If, as you imply, you're describing someone you met some time in the past (not just earlier today, or a day or so ago):
He looked like a beggar.
Or, more likely,
Based on the way he looked, I thought he was a beggar.
If it appears that he has given up begging,
The way he looked made me think he used to be a beggar.
Use to once meant "in the habit or custom of" but has become archaic, so that only the past tense form used to is still in common use. If you want to be more precise,
The way he looked made me think he was once a beggar.
The way you wrote it,
He looked as if he was a beggar.
This implies that you looked at him some time in the past (even just 5 minutes ago) and thought he might be a beggar, or he might not.
He looked as if he had been a beggar.
This implies that sometime in the past, he might have been a beggar, but clearly, he isn't a beggar anymore. That's the real difference between your sentences.

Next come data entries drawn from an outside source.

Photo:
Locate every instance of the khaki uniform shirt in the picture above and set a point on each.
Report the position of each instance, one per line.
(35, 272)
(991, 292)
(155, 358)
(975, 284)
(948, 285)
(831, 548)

If you want to emphasize the ambiguity (not knowing if he was a beggar or not), try this:
His worn out clothes gave me the impression that he was a beggar.
The verb gave sets the time in the past. You might have laid eyes on him 10 minutes ago or 10 years ago, but it has already happened. Worn out clothes gives your listener an image that explains your state of mind. It explains why you thought he was a beggar.